Paymentech processes more payment transactions than any other company in North America, and more than half of all Internet transactions for retailers accepting US and international payments via traditional point of sale, Internet, catalogue and recurring payments.
In 2002 the company processed 4.2bn transactions and US$123bn in bankcard sales in 14 currencies.
The company’s decision to establish a European presence at Dublin’s East Point Business Park is understood to have been driven by the fact that several of its key customers, including AOL, Symantec, Lands End and Amazon.com already conduct business in Europe.
The company has not made it clear how many jobs will be created at the Dublin operation. An IDA Ireland spokesperson told siliconrepublic.com that the company came to Ireland independently and has not requested development or support grants from the agency.
The company said that Ireland, which hosts offices for Apple, Google and Intel, has become a “global epicentre” of technology and research. “Paymentech’s new European base will assure a stronger foothold in global markets. A number of new product and technology initiatives are already in progress that will benefit European merchants”, the company said in a statement.

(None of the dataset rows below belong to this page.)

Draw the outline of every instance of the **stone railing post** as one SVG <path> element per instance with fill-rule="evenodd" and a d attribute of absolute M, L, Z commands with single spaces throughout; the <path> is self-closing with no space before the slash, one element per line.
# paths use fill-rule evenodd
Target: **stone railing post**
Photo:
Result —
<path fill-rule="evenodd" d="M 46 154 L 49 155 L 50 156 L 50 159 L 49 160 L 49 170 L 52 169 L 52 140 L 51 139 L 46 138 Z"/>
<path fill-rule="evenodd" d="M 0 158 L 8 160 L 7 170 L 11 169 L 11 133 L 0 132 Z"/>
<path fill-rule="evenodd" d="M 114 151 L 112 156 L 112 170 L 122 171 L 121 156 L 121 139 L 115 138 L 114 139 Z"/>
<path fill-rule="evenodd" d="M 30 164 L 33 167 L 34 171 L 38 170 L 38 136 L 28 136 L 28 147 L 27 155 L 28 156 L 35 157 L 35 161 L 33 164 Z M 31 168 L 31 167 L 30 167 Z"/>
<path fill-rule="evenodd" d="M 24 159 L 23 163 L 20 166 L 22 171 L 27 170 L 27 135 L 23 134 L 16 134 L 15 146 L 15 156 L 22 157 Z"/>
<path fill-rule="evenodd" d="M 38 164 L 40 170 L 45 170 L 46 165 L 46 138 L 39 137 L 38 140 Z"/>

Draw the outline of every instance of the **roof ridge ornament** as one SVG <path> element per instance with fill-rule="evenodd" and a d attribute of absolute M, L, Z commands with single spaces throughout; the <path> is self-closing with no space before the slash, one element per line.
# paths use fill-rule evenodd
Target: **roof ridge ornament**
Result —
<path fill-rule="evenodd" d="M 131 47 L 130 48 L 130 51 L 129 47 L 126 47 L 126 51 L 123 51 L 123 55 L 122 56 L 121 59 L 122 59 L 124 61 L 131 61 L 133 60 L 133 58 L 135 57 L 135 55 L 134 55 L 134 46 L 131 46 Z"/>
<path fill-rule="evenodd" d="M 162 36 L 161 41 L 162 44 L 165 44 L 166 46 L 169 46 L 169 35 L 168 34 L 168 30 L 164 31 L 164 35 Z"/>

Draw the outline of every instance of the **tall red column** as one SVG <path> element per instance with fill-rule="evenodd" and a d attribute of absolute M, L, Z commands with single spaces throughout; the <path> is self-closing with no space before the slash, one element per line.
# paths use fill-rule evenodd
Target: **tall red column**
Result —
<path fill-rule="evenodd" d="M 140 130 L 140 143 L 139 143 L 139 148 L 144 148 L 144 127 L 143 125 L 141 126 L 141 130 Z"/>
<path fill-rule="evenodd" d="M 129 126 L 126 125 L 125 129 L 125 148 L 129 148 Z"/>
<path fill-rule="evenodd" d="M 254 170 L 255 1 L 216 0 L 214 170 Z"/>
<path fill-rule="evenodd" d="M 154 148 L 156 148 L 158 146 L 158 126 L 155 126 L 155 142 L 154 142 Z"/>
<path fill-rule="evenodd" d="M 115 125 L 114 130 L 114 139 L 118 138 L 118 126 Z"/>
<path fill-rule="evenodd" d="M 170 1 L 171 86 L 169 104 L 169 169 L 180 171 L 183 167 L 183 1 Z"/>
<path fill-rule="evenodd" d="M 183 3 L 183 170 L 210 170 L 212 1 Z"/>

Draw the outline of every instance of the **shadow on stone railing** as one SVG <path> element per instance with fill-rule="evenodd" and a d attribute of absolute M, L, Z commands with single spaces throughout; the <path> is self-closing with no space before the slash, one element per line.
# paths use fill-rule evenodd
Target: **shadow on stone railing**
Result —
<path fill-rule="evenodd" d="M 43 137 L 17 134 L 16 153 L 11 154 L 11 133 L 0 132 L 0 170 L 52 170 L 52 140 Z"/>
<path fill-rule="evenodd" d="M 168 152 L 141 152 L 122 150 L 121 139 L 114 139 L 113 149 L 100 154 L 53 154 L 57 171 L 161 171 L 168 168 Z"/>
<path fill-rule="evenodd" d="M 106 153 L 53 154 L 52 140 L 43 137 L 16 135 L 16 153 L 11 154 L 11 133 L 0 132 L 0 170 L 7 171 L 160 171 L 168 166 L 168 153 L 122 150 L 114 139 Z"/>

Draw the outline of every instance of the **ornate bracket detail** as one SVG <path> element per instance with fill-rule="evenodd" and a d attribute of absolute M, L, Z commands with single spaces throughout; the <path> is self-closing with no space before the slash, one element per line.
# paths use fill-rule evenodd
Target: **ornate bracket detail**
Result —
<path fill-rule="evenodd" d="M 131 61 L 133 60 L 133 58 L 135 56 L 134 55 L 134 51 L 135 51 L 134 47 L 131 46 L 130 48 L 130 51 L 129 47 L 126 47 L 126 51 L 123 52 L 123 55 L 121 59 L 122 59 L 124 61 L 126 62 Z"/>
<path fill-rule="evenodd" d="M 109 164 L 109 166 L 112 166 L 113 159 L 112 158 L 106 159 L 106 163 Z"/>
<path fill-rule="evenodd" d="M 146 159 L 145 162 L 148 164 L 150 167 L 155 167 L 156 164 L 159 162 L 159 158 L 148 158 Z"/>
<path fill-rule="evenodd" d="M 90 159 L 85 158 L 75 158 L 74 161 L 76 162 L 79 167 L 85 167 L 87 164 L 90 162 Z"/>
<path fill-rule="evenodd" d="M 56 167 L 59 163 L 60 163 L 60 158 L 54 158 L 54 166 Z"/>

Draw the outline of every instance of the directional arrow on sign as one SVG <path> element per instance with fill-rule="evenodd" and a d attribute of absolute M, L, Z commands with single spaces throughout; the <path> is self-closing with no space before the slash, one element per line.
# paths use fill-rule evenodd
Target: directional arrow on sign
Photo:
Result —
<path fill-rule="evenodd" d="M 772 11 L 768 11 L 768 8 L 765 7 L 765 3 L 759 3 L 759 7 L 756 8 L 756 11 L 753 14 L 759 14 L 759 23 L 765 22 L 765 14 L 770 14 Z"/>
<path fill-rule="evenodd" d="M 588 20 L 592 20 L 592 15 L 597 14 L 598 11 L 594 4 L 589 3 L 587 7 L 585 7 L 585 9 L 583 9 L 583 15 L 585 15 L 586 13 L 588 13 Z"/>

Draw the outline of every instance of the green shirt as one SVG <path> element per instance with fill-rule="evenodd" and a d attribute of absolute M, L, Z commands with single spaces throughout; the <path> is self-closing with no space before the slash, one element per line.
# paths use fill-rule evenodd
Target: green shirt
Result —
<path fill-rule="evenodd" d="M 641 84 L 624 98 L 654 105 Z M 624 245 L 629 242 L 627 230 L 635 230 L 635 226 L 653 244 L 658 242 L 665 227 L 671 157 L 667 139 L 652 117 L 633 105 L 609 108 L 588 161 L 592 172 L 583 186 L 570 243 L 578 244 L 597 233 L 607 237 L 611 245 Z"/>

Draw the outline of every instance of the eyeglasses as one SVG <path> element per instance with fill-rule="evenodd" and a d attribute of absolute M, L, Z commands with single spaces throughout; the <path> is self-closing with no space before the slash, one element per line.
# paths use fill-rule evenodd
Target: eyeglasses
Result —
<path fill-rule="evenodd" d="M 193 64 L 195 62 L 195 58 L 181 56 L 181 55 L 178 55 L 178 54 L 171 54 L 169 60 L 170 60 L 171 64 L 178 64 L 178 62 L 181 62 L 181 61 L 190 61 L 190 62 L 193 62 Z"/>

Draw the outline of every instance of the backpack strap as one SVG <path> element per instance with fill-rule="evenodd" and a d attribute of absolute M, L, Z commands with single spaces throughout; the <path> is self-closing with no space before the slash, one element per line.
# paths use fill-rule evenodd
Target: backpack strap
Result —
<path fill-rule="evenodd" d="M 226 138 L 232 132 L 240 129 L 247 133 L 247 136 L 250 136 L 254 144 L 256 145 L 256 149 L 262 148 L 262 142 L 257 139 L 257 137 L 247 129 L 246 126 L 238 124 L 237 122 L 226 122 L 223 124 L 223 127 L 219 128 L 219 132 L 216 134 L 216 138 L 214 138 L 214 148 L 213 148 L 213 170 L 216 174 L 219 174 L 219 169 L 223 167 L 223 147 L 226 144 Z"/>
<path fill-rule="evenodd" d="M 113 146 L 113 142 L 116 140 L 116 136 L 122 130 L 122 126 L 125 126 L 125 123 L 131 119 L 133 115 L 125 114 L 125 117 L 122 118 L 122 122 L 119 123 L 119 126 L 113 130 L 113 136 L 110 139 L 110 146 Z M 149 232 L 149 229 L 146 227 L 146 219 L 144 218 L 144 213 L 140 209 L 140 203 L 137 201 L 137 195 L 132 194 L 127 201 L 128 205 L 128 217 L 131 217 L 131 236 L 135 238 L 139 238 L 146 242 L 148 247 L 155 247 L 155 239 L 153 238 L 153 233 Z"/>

“Conducting business where our merchants conduct business affords us greater ability to leverage our strengths as a major payments processor and to give direct support to our global customers,” said Paymentech CEO Michael Duffy. “We felt it was time to bring our operations to them.”
Paymentech’s new Dublin office will be headed by European managing director, John Shirey, who commented: “We have many customers who are based in the US and have offices in Europe, and it just makes sense that we would be there to support them. We look forward to offering EU merchants our core strengths of service, advocacy within the card associations and the technology they need to remain competitive in the European marketplace.”